I prefer to use Jekyll Admin to be the:
API URL for Data like products, books, etc…
Edit Posts for Editors
Permission Based Basic Auth.
Topologically speaking,
The static website Jekyll creates via _site is being rendered on x.x.x.1 server with Git and local development computer (x.x.x.2) only runs docker-compose up to launch jekyll for live testing, development and reload; from here, we push to our own Git server and use nginx to render jekyll _site at www.example.com.
My plan initially was to host jekyll-admin on x.x.x.1 and have a shared hosting node at x.x.x.2 to render the _sites and provide basic auth when going to www.example.com/admin.
So, I would have jekyll-admin access to many sites for each domain with one shared hosting service. Maybe a 1:1 or 1:many for 1 jekyll admin that manages multiple websites.
Jekyll-Admin would be the admin GUI and a API to be consumed by Jekyll (Liquid)…
As an example, one server that keeps the “data” and the actual website (UI) is separate. This would allow clients to easily take their data anywhere for any type of architecture.
I have considered using Strapi CMS, but I don’t want to learn a new system, including complex js pancakes.
It seems the jekyll-admin plugin already does everything it needs to do, but the admin plugin won’t work without deploying jekyll.
I understand this, but I also believe it wouldn’t be difficult to have jekyll-admin be both local and or remote.
I have never learned Ruby and would ‘assume’ seperating jekyll-admin as a jekyll headless cms with its own server like Strapi wouldn’t be all that difficult.
maybe this is a better question,
Am I able to launch Jekyll Admin as an independent service without launching Jekyll serve?
Having Jekyll-Admin locally isn’t really what a ‘developer’ needs. That type of thing is for editors and non-technical web admins.
This is probably not the specific answer you are looking for, but it is what I do, so sharing it, so you have another option. A headless CMS called Forestry allows you to create and edit pages and posts. However, the idea is it will work off your codebase, so you would have to put your code up on a service like GitHub.
The workflow looks like this:
Put your Jekyll code up on a GitHub repo
Link Forestry to the repo (it creates a .forestry folder at the root folder)

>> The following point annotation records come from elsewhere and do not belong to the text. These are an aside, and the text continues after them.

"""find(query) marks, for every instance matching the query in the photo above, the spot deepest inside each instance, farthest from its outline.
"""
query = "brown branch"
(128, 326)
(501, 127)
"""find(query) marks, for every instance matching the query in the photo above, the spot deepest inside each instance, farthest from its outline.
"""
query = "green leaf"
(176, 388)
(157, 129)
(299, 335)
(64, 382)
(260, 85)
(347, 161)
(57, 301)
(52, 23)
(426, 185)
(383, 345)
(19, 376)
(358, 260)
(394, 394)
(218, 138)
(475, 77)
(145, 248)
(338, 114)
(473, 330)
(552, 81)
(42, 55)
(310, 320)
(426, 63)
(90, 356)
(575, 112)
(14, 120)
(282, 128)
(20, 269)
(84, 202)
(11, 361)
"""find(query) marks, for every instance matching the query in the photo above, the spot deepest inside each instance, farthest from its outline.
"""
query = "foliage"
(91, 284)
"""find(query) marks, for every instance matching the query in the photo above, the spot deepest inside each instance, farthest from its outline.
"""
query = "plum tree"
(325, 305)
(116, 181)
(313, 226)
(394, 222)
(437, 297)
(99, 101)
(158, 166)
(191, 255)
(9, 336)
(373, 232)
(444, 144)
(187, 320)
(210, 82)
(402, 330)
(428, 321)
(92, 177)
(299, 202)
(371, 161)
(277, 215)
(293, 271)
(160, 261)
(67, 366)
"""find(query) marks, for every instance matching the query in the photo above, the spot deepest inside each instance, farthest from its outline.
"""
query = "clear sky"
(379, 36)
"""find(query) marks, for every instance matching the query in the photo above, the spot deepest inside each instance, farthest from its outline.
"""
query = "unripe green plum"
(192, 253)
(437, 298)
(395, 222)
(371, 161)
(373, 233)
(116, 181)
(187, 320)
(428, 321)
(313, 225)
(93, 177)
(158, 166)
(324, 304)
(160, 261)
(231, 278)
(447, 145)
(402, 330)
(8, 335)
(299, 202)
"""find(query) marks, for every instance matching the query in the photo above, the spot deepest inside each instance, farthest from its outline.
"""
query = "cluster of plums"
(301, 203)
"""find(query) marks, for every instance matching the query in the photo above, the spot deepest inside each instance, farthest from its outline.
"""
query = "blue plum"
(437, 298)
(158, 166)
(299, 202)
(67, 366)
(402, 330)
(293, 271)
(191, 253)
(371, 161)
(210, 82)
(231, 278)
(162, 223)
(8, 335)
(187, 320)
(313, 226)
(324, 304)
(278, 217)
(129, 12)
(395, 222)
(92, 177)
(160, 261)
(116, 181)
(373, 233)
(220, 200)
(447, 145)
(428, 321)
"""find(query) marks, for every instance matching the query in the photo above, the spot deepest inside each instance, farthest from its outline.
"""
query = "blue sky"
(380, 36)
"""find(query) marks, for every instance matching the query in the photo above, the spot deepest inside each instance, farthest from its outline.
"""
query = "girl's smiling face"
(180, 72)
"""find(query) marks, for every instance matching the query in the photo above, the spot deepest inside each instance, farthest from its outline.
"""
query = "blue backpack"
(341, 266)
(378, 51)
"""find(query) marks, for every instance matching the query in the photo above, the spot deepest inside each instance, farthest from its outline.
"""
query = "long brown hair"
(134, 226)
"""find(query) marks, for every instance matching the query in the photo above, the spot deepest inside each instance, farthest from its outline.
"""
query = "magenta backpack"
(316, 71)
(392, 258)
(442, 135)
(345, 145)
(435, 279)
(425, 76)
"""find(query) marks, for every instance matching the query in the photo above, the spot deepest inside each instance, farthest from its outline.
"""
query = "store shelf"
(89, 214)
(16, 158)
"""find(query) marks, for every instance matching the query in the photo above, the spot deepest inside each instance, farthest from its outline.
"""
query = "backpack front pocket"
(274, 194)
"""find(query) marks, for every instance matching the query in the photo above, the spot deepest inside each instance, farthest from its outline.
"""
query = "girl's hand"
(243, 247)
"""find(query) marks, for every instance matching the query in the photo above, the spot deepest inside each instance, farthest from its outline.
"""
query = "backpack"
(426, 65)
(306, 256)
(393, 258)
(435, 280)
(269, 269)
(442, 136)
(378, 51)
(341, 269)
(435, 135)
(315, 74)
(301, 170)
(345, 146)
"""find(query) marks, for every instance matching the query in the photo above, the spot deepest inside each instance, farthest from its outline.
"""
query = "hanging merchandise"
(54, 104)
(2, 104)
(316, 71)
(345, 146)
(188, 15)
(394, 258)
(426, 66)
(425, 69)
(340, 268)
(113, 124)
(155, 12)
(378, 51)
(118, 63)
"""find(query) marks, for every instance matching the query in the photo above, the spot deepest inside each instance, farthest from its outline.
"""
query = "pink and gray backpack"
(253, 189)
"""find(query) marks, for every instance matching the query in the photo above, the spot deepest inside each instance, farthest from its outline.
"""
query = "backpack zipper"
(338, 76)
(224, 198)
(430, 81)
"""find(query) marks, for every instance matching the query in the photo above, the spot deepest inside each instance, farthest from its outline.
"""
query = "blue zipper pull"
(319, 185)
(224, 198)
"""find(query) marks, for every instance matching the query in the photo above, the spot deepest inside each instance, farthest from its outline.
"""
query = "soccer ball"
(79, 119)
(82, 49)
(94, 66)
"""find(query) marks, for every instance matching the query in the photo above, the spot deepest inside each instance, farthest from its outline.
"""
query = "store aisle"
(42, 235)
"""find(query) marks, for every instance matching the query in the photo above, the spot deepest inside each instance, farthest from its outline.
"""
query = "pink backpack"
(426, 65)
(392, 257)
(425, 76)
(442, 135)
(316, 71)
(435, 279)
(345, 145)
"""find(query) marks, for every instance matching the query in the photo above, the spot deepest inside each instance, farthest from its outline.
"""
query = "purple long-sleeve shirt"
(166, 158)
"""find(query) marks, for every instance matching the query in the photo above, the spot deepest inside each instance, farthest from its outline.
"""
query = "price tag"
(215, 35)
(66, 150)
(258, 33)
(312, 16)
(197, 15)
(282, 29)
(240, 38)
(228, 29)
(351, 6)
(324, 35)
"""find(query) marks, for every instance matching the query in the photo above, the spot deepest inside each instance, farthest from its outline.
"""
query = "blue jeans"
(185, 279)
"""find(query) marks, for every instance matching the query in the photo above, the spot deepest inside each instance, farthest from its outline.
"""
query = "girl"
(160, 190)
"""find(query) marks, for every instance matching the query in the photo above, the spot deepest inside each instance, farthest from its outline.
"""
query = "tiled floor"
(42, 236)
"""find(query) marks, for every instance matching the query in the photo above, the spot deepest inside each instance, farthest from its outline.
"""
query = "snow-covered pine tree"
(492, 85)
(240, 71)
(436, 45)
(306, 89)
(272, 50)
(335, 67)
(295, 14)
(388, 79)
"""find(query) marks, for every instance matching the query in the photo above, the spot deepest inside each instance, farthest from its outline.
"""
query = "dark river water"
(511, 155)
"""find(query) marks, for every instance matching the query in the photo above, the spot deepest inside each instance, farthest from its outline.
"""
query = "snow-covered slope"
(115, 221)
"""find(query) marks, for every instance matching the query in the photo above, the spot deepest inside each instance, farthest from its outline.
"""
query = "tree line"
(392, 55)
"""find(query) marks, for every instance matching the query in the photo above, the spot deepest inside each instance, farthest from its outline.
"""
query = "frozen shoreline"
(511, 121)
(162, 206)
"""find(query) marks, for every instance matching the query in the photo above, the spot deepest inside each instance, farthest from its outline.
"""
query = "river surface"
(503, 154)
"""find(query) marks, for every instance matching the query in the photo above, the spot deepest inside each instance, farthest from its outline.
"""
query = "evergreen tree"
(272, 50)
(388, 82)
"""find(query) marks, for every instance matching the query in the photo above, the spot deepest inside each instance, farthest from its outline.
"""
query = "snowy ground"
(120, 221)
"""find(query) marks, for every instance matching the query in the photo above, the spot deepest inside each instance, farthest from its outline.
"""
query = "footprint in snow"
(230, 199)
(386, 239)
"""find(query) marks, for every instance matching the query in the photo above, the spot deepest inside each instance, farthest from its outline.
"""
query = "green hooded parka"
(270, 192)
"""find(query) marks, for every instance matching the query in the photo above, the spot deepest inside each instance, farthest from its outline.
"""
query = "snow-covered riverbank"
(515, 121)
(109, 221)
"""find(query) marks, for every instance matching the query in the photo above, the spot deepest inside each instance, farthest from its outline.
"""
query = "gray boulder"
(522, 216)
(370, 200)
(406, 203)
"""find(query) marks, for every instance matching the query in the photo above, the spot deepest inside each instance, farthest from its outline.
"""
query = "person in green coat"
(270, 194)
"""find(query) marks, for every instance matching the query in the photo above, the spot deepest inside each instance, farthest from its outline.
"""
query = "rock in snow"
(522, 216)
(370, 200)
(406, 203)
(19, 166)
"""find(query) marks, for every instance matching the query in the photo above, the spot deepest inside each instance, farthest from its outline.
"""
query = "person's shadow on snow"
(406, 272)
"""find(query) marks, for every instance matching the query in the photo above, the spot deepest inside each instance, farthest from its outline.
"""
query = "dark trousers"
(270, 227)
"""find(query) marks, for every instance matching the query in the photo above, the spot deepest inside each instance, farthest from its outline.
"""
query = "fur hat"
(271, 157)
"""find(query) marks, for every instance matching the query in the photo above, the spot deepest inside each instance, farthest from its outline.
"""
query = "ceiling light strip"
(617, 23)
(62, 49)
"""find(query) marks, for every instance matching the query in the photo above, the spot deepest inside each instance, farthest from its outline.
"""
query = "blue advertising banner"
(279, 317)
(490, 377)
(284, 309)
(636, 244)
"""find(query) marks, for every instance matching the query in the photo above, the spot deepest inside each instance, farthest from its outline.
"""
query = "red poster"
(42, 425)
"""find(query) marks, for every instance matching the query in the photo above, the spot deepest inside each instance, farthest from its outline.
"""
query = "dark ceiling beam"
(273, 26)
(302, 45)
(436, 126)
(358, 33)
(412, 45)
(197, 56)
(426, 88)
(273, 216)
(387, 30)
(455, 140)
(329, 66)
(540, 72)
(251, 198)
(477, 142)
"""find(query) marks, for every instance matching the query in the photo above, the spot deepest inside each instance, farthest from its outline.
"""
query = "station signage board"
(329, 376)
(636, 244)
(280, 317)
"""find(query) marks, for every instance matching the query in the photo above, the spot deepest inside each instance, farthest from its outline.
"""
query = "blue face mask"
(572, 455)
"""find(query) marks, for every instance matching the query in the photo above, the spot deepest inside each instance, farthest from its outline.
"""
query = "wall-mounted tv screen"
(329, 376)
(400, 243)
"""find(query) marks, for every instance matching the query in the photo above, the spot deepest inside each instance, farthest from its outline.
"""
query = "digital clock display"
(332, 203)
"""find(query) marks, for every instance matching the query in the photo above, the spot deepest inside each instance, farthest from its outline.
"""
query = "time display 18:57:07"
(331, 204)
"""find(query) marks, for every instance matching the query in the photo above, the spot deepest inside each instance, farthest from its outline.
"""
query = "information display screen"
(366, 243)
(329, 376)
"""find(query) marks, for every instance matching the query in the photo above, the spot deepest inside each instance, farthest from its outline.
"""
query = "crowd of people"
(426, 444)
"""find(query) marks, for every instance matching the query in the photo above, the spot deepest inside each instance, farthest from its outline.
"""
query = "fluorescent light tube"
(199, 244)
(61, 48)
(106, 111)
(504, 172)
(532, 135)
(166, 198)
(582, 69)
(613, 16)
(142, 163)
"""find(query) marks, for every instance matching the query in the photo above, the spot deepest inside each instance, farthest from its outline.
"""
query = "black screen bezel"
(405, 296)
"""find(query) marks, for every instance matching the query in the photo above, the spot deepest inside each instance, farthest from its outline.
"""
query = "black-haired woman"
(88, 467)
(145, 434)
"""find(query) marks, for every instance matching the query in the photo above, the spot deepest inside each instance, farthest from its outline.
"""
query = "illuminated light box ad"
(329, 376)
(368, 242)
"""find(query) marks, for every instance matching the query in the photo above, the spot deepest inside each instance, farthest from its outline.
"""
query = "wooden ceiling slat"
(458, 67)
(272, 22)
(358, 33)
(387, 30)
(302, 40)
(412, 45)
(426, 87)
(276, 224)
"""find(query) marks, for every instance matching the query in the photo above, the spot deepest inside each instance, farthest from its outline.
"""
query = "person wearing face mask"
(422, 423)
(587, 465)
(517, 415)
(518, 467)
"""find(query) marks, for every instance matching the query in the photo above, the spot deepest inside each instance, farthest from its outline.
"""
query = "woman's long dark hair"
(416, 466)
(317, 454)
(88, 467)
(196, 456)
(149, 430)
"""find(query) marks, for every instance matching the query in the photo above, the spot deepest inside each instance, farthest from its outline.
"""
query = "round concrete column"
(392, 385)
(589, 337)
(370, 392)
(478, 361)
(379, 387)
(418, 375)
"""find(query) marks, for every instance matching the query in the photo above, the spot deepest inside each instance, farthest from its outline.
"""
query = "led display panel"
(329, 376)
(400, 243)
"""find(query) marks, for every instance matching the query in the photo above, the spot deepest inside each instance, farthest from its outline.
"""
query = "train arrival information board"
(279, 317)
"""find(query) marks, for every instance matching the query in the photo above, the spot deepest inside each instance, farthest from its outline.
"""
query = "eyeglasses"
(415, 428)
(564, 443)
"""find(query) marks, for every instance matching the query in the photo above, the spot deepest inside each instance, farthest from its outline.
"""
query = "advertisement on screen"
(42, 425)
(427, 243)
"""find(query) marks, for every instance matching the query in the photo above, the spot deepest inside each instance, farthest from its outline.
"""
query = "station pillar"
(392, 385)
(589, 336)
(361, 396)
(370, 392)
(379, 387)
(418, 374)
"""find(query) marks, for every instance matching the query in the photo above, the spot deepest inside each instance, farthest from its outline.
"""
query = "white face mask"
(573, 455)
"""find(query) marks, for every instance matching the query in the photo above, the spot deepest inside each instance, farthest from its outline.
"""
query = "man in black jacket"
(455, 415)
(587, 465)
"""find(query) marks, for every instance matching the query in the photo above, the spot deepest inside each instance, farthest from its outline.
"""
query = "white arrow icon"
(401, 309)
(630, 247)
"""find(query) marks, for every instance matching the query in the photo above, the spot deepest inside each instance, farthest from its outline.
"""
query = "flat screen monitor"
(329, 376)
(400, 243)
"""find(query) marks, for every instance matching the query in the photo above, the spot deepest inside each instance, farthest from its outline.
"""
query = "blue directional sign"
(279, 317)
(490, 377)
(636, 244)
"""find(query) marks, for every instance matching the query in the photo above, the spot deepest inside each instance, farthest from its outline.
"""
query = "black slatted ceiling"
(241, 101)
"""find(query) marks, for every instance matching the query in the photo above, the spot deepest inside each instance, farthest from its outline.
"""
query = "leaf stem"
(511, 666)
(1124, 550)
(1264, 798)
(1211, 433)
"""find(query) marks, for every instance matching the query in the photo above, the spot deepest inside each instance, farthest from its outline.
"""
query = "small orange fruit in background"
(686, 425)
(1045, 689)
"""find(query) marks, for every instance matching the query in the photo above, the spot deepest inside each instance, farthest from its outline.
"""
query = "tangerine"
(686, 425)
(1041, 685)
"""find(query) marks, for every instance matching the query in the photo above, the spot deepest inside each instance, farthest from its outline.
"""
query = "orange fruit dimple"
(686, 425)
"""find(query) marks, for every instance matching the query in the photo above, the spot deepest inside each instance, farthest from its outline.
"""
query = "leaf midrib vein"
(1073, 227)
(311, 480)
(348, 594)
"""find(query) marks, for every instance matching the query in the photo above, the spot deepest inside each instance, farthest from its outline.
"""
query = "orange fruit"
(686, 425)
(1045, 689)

Create and or manage your posts and pages using Forestry
Either let GitHub Pages build your site, or you use a GitHub Action that builds your site and places the site in whatever location you desire.
Here is a link to Forestry so you can check it out:
I don’t want to use someone else’s CMS when Jekyll has its own, including its own _data folder for .csv, yaml, .json files. These files statically hosted on the git repo and on push to update, the jekyll site will auto build and generate the _site folder with the correct set of data.
I am going to build my own Jekyll REST API in root of the project /api/products.json and serve that api with basic auth on nginx via HTTPS/SSL.
then, going to: example.com/api/products will populate json data that can then be used in an authenticated page that allows CRUD operations.
_data/products/cup.yml
title: Cup
url: /products/2020-06-03-cup/
id: 201806
sku: 202055478373
image: assets/images/Peppermint-Lip-Balm.jpg
description: Our all natural Peppermint lip balm was a great hit with our family & friends. We hope you enjoy it too!
excerpt: Our BEST SELLING lip balm - you'll love it!
category: Lip Balm
tag: Health
quantity: 14
price: 125.00
weight: Peppermint
format: Physical
material: Wood, Steel
dimension: 15in x 35in
Jekyll Admin is not a true CMS. Its just an extension of Jekyll with a frontend layer to ease managing the Jekyll workspace.
The plugin’s business logic is primarily the frontend layer facilitated by the JSON API.
There were plans to integrate it with GitHub UI or integrate with GitHub OAuth but never materialized because of shortcomings in the existing design.
Jekyll Admin does not have provisions to create custom endpoints.